During this first session of the week, we have seen a further decline in the major European stock markets, even as the Chinese government announced a partial easing of measures against coronavirus and the reopening of some factories in China. Indeed, concerns still seem to occupy the minds of investors about a possible spread of the epidemic to the rest of the world.Trade on the Euro Stoxx 50 Index!
At the opening of this session on Monday, February 10, 2020, the Parisian stock market index CAC 40 fell by 0.59% with a quotation at 5,994.21 points. The FTSE 100 London Stock Index lost 0.24% while the German DAX 30 Index fell 0.49%.
As for the other European indices, the Eurostoxx 50 fell by 0.51%, the FTSEurofirst index lost 0.25% and the Stoxx 600 index lost 0.5%. The index had gained 3.32% of its value during the previous week, which represents its best performance in one week since November 2018.
There are now 908 deaths linked to the coronavirus and more than 40,000 cases of contagion according to the latest reports from Beijing. The balance sheet is therefore now higher than that achieved by SARS in 2003. However, the Chinese authorities have lifted some of the restrictions on business activity and travel in the country. It should also be noted that the economic and monetary authorities in this country continue to monitor the impact of the virus and some experts now believe that the government could consider lowering its interest rates to support the economy.
However, these various supposedly positive elements do not seem to reassure the markets. Indeed, some analysts believe that coronavirus is the main warning sign for most traders at the beginning of this week and that investors are worried about an increase in the number of deaths in China and the fact that employees cannot go back to work. The reopening of the factories raises fears of an increase in contamination and thus an increase in the epidemic.
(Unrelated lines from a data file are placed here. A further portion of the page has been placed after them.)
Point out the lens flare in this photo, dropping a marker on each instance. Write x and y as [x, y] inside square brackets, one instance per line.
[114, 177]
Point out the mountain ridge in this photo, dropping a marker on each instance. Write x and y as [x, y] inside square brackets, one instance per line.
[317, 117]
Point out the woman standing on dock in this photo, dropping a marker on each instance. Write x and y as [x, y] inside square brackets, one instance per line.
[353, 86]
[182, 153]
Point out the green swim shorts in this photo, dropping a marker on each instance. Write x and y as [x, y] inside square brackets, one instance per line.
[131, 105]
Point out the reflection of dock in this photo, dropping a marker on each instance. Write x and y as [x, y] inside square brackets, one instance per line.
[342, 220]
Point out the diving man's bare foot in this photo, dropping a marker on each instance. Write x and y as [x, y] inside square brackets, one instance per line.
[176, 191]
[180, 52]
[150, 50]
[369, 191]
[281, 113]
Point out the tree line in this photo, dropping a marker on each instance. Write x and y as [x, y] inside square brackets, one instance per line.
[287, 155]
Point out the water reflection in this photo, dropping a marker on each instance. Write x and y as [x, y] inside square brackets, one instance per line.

The total cost of this coronavirus epidemic could reach, according to figures published by research firms, more than $280 billion to the world economy in the first quarter of this year 2020 alone.
However, we will retain the calm that reigned in the markets on Monday, but which will likely leave room for more agitation with the publications of Consumer Price Index on Thursday, Retail Sales on Friday for the United States, and the first estimate of growth for the fourth quarter in Germany and the rest of the Euro zone on Friday as well.